As United Airlines fights for survival, the “other shoe dropped” yesterday: it will not just be frontline employees who feel the pain.
Kate Gebo, United Executive Vice President of Human Resources, laid out the news to employees. The extended memo, obtained by Live and Let’s Fly, includes more dire predictions and all but assures job losses are on the horizon for United’s management and administrative (M&A) employees.
Here are some highlights from the note:
- Between May 16 and September 30, domestic M&A employees will be required to take 20 unpaid days off.
- For non-operational M&A employees, a four-day work week will be implemented with Fridays being the assumed day off.
- No vacation rollover days, except as required by state law.
- At least 50% of employee vacation time must be used by September 30tg.
- United planning for an M&A population that will be “at least 30% smaller” than it is today, with some work groups impacted more significantly than others.
- Affected employees will be notified in mid to late July for an October 1st effective date.
- Employees encouraged to consider Voluntary Separation Program
- “If you participate…you will have the opportunity to maintain active pass travel privileges and medical benefits for an extended period of time, along with some continuation of pay.”
- United will not be offering a cash severance package to any departing member of the M&A team effective October 1st.
- “[E]nsuring United’s future recovery means we are not able to make this option available. Because of this, we’re trying to give everyone as much notice as possible that changes are coming, and we’re making the voluntary options as attractive as possible.”

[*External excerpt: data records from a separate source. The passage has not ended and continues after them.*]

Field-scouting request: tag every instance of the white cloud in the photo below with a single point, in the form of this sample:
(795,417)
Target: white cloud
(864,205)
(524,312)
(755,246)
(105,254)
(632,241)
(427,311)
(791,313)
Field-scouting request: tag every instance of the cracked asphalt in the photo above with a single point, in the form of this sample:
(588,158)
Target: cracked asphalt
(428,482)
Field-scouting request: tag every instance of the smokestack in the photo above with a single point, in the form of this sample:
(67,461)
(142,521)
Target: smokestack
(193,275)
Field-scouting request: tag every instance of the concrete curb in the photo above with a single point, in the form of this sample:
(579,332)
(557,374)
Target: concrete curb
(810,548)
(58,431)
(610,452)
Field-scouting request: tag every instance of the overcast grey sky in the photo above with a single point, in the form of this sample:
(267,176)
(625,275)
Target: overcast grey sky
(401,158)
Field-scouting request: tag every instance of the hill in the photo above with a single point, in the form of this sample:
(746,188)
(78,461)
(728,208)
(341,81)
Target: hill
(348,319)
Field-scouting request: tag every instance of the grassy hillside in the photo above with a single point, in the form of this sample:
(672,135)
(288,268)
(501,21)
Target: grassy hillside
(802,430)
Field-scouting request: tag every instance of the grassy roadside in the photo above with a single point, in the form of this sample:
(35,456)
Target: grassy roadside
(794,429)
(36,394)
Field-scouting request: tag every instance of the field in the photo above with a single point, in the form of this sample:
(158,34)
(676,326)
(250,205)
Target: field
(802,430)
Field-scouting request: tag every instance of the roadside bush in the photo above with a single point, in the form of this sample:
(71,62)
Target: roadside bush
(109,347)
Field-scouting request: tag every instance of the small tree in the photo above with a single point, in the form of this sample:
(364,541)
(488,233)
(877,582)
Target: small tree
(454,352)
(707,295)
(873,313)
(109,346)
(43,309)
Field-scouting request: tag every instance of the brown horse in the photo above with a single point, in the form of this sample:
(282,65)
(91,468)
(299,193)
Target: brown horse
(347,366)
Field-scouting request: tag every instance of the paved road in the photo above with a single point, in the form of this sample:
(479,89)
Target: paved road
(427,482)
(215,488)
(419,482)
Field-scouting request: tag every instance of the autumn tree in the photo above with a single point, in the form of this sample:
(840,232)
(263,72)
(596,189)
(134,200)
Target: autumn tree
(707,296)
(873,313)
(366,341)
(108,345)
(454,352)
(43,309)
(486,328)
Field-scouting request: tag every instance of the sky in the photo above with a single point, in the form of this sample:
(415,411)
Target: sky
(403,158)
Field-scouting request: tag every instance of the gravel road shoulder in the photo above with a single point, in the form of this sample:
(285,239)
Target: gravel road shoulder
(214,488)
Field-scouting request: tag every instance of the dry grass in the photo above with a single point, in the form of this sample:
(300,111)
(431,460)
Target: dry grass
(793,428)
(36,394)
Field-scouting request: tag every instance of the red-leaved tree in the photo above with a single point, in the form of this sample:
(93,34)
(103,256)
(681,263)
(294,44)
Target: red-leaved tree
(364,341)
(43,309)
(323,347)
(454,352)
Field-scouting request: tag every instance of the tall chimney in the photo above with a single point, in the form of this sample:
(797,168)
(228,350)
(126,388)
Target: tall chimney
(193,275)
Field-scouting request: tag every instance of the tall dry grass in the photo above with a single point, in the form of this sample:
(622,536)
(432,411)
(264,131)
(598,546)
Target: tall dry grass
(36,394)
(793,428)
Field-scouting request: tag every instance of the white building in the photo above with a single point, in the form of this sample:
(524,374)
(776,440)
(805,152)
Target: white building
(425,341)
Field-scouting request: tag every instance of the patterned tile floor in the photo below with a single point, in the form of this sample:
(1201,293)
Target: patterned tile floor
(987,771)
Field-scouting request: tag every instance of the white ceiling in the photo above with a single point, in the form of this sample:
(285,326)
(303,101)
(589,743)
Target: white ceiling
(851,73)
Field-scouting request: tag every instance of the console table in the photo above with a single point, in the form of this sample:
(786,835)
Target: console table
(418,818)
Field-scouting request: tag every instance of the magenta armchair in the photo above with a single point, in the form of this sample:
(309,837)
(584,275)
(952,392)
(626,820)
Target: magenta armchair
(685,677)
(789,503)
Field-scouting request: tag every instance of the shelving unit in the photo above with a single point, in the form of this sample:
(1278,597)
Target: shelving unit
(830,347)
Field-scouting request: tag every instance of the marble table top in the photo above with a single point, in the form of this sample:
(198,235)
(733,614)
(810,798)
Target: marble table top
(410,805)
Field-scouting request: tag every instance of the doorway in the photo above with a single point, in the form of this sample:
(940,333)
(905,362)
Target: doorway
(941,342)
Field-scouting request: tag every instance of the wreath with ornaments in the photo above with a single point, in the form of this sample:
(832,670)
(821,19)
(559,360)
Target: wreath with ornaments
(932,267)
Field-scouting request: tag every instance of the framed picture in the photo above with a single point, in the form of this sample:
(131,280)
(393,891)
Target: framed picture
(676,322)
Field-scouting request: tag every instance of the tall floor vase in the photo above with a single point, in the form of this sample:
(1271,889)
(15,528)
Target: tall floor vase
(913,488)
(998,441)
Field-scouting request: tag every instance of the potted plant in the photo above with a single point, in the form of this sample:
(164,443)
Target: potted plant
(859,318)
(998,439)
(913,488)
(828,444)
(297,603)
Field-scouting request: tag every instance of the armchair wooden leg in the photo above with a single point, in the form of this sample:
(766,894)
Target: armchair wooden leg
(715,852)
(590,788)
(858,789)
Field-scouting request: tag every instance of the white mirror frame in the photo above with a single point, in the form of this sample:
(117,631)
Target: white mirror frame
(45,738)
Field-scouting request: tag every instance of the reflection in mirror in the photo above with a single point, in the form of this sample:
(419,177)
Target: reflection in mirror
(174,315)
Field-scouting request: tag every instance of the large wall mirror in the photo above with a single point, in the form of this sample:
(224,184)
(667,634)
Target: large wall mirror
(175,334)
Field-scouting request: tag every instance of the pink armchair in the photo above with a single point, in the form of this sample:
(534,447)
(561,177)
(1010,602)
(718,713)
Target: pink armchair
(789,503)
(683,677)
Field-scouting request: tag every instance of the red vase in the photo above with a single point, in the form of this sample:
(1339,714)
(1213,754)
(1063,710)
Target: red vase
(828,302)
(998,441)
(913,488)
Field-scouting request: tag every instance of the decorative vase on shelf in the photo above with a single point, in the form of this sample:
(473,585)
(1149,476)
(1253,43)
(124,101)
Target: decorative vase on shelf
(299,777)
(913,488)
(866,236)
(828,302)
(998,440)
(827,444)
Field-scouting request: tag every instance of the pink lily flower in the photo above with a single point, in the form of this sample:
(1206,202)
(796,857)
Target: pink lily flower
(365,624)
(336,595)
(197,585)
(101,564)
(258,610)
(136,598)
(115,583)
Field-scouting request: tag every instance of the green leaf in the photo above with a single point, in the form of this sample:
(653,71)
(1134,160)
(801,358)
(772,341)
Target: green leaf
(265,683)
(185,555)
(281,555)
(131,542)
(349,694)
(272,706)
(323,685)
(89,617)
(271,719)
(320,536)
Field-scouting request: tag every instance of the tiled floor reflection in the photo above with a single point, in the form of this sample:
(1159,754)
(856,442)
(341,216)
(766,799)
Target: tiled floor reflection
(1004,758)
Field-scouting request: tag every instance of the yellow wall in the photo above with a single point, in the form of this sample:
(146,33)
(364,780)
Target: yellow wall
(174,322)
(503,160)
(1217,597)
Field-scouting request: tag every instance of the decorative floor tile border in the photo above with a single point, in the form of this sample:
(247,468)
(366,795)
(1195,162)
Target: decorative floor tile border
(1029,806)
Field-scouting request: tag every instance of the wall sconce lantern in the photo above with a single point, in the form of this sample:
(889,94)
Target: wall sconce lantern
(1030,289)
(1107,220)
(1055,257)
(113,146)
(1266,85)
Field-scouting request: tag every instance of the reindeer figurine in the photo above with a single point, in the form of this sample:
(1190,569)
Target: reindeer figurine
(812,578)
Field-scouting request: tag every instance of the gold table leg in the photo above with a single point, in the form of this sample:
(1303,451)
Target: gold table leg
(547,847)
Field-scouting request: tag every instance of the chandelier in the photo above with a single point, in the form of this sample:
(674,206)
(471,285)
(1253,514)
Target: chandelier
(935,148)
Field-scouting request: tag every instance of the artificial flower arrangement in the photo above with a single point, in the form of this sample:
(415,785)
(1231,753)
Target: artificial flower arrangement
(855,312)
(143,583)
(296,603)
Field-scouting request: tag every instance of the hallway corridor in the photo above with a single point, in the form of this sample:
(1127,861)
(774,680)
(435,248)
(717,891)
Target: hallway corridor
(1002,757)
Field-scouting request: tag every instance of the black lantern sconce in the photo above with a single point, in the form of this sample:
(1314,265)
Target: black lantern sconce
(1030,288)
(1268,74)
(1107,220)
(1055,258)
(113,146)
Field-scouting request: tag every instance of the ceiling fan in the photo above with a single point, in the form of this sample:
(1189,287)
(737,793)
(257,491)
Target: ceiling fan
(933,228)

Devastating News For United Employees…
I think there is no other way to describe this news except as devastating. With demand down 90% and likely to recovery slower than initially hoped, a 30% reduction in staff is sadly just the start. But this is not just a stat: every job has a story. I’ve spoken to several employees this week who are already starting to look for new work. One person told me, “Just two months ago it seemed like I had my career locked up and now it’s been ripped away in an instant. Very depressing.”
Very depressing indeed and my heart goes out to the wonderful men and women who faithfully and diligently come to work each day, simply trying to make an honest living.
One employee I spoke to said, “Was this news really necessary now? Couldn’t they just have waited till July to see how things went?” But another employee expressed the opposite conclusion, stating, “Well, at least they told us now and didn’t spring it on us in the summer.” United finds itself in a lose-lose situation as it grapples with its biggest battle in its nearly 100 year history.